Als der Kellner uns den Kaffee und die Zigaretten brachte, erinnerte ich Gerald an sein Versprechen. Er stand von seinem Sitze auf und ging zwei oder dreimal auf und ab, ließ sich dann in einen Lehnstuhl fallen und erzählte mir folgende Geschichte.
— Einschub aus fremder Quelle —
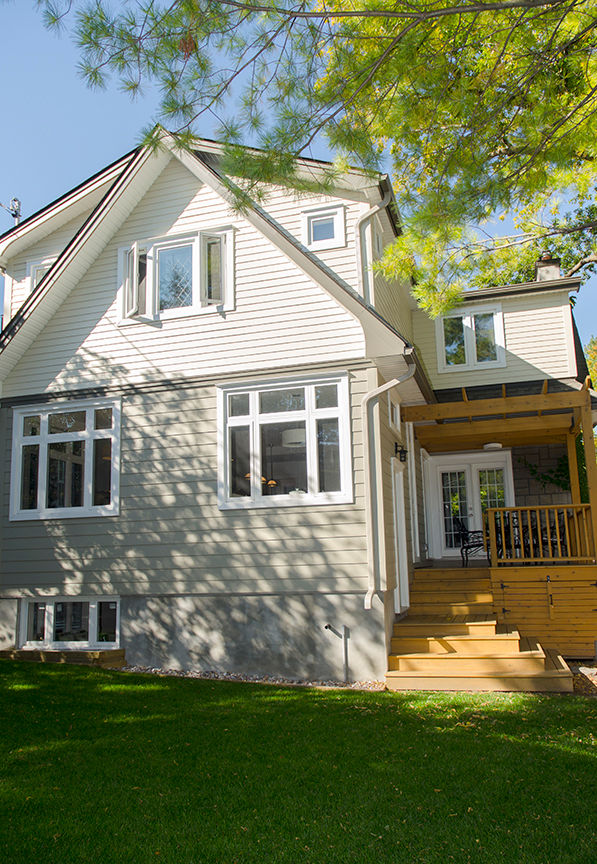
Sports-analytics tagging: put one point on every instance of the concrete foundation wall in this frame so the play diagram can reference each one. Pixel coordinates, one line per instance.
(281, 635)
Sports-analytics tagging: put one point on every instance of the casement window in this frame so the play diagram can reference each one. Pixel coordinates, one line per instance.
(471, 339)
(65, 460)
(324, 228)
(178, 276)
(71, 622)
(36, 270)
(284, 444)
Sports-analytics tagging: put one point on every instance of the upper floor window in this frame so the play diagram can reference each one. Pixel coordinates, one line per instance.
(65, 460)
(284, 444)
(470, 339)
(324, 228)
(176, 276)
(36, 270)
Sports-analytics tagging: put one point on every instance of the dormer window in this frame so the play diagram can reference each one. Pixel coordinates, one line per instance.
(471, 339)
(324, 228)
(177, 276)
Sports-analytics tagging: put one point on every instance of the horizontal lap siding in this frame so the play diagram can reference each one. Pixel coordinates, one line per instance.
(170, 536)
(280, 318)
(537, 335)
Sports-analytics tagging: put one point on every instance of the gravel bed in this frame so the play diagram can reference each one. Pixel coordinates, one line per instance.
(254, 679)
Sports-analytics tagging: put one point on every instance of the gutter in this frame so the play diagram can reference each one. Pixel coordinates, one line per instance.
(368, 403)
(363, 270)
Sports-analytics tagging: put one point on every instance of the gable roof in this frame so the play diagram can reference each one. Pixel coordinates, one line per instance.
(132, 178)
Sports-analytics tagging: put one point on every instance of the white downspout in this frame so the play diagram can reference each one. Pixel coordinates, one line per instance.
(363, 267)
(372, 517)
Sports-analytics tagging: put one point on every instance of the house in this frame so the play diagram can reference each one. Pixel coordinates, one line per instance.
(230, 444)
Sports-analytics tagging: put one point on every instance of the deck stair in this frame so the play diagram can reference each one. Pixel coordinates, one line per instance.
(450, 640)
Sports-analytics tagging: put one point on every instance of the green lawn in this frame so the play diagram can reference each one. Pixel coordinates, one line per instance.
(109, 767)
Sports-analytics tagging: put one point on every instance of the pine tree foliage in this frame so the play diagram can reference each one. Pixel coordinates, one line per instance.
(485, 107)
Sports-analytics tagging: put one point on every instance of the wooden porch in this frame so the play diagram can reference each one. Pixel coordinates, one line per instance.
(540, 566)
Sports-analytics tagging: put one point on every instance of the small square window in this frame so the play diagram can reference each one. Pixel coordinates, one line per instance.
(324, 228)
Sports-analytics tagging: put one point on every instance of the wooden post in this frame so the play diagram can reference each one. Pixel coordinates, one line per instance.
(589, 442)
(573, 468)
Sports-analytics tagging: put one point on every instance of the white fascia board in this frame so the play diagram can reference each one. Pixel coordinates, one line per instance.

»Eines Abends«, sagte er, »ging ich nach fünf Uhr die Bond Street hinunter. Es herrschte ein furchtbares Gewirr von Wagen, und der Verkehr stockte beinahe. Ganz nahe am Bürgersteig stand ein kleiner gelber Einspänner, der aus irgendeinem Grunde meine Aufmerksamkeit erregte. Als ich vorüberging, blickte das Gesicht aus dem Fenster, das ich dir eben gezeigt habe. Es fesselte mich sofort. Die ganze Nacht und den ganzen nächsten Tag dachte ich daran. Ich wanderte die verflixte Straße auf und ab, guckte in jeden Wagen und wartete auf den gelben Einspänner. Aber ich konnte ma belle inconnue nicht finden, und schließlich begann ich zu glauben, daß es nur ein Traum gewesen sei. Etwa eine Woche später dinierte ich bei Madame de Rastail. Das Diner war für acht Uhr angesetzt, aber um halb neun wartete man noch immer im Salon. Endlich öffnete der Diener die Tür und meldete Lady Alroy. Es war die Frau, die ich gesucht hatte. Sie kam sehr langsam herein, sah aus wie ein Mondstrahl in grauen Spitzen, und zu meinem unbeschreiblichen Entzücken wurde ich aufgefordert, sie zu Tische zu führen. Als wir saßen, bemerkte ich ganz unschuldig: ›Ich glaube, daß ich Sie vor einiger Zeit in der Bond Street gesehen habe, Lady Alroy.‹ Sie wurde sehr blaß und sagte leise zu mir: ›Bitte, sprechen Sie nicht so laut, man könnte Sie hören.‹ Ich fühlte mich sehr unbehaglich, daß ich mich so schlecht eingeführt hatte, und stürzte mich kopfüber in ein Gespräch über französische Stücke. Sie sprach sehr wenig, immer mit derselben leisen musikalischen Stimme und schien immer Angst zu haben, daß jemand zuhören könne. Ich verliebte mich leidenschaftlich, wahnsinnig, und die unbeschreibliche Atmosphäre des Geheimnisses, die sie umgab, erregte meine heftigste Neugier. Als sie fortging – und sie ging sehr bald nach dem Diner fort –, fragte ich sie, ob ich sie besuchen dürfe. Sie zögerte einen Augenblick, sah sich um, als ob sie fürchtete, es könne jemand in der Nähe sein und sagte dann: ›Morgen um dreiviertel fünf.‹ Ich bat Madame de Rastail, mir etwas über sie zu sagen, aber alles, was ich erfahren konnte, war, daß sie eine Witwe sei, die ein wunderschönes Haus in Park Lane besitze; und als irgendein wissenschaftlicher Schwätzer eine lange Abhandlung über Witwen begann, um an Beispielen zu beweisen, daß die Überlebenden eben die zur Ehe Geeignetsten seien, stand ich auf und ging nach Hause.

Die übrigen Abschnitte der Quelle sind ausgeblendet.